Acute tubular necrosis

Introduction

Acute kidney injury is a common clinical problem in hospitals and particularly in ICUs. The two leading causes of acute kidney injury in hospitals are prerenal renal failure and acute tubular necrosis (ATN). Prerenal kidney failure due to poor renal perfusion with decrease in GFR and potesielt fast reversible upon correction of renal perfusion. Being perfusjonsvikten standing over longer ischemic damage of tubular cells arise and ATN occurs. ATN can also result from nefrotoksiner and sepsis and will not be off immediately reversible.

Causes

Tubular cells have a very high metabolic activity as ion pumps are energy intensive. Although the kidney normally has a high blood flow (20-25% of the cardiac output goes to the kidneys) is the meddulære through bleeding vulnerable. Ischemia of tubular cells will lead to death, shedding of cells into tubules and acute decline in GFR. Nefrotoksiner may cause ATN by direct damage or influence of peritubulær circulation with ischemic injury of tubular cells as a result.

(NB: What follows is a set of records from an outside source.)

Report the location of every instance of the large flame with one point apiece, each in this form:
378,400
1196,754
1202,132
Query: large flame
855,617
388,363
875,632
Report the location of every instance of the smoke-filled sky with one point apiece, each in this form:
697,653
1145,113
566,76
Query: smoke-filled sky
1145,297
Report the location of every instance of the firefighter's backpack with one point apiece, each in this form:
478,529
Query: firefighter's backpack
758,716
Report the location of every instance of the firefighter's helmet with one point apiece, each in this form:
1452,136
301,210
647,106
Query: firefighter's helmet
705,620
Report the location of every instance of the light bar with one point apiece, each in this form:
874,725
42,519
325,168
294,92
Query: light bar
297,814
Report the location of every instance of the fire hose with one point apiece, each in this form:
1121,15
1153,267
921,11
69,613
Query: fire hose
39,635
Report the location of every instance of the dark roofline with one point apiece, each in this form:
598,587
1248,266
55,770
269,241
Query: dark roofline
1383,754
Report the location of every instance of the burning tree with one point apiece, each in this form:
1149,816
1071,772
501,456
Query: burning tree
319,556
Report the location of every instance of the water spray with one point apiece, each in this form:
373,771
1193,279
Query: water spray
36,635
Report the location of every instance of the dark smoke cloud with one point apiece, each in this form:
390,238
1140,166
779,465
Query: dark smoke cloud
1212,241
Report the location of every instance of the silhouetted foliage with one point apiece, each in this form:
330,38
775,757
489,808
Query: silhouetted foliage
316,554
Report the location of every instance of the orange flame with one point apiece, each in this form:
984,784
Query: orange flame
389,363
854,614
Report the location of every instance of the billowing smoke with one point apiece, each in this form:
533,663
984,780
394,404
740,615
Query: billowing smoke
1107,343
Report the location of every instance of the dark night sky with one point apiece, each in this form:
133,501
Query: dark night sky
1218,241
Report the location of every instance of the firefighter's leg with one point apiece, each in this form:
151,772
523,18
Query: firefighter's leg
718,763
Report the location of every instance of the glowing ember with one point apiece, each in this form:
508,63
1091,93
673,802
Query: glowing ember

Table of common causes of ATN:

Causes Examples
Prerenal causes Dehydration
Hypotension
Reduced circulating volume
Selective renal ischemia
NSAIDs
ACE inhibitors in combination with the above
Sepsis
Nefrotoksiner Aminoglycosides
Freedom of myoglobin and hemoglobin
Cisplatin
Iodine-containing X-ray contrast
Antiviral drugs

Clinical presentation

Affected patients present with acute kidney injury with rapidly rising creatinine. Kidney failure can be both oligurisk and non-oligurisk

Urinary Findings

Unlike the prerenal kidney failure where urine sediment classic will be normal and the patient acknowledges a concentrated urine with sodium reabsorbed patient will at ATN have a urinary sediment with abundant granular cylinders and tubulicellesylindre because shedding of dead tubule. By ATN will tubular function be affected and classical is fractional excretion of sodium high as signs of this. (Photo by ATN on urine microscopy).

Histopathology

It is seen necrosis of epithelial cells in the tubules, interstitial hemorrhage and leukocyte infiltration

Course and treatment

Treatment consists of discontinuation of nephrotoxic substances that are not essential for life and strive to restore renal perfusion. Tubule has a good potential to regenerate and the prognosis is good. Classic renal function be normal in 6-12 weeks after an episode with ATN, but chronic renal injury may be composed by severe episodes with ATN.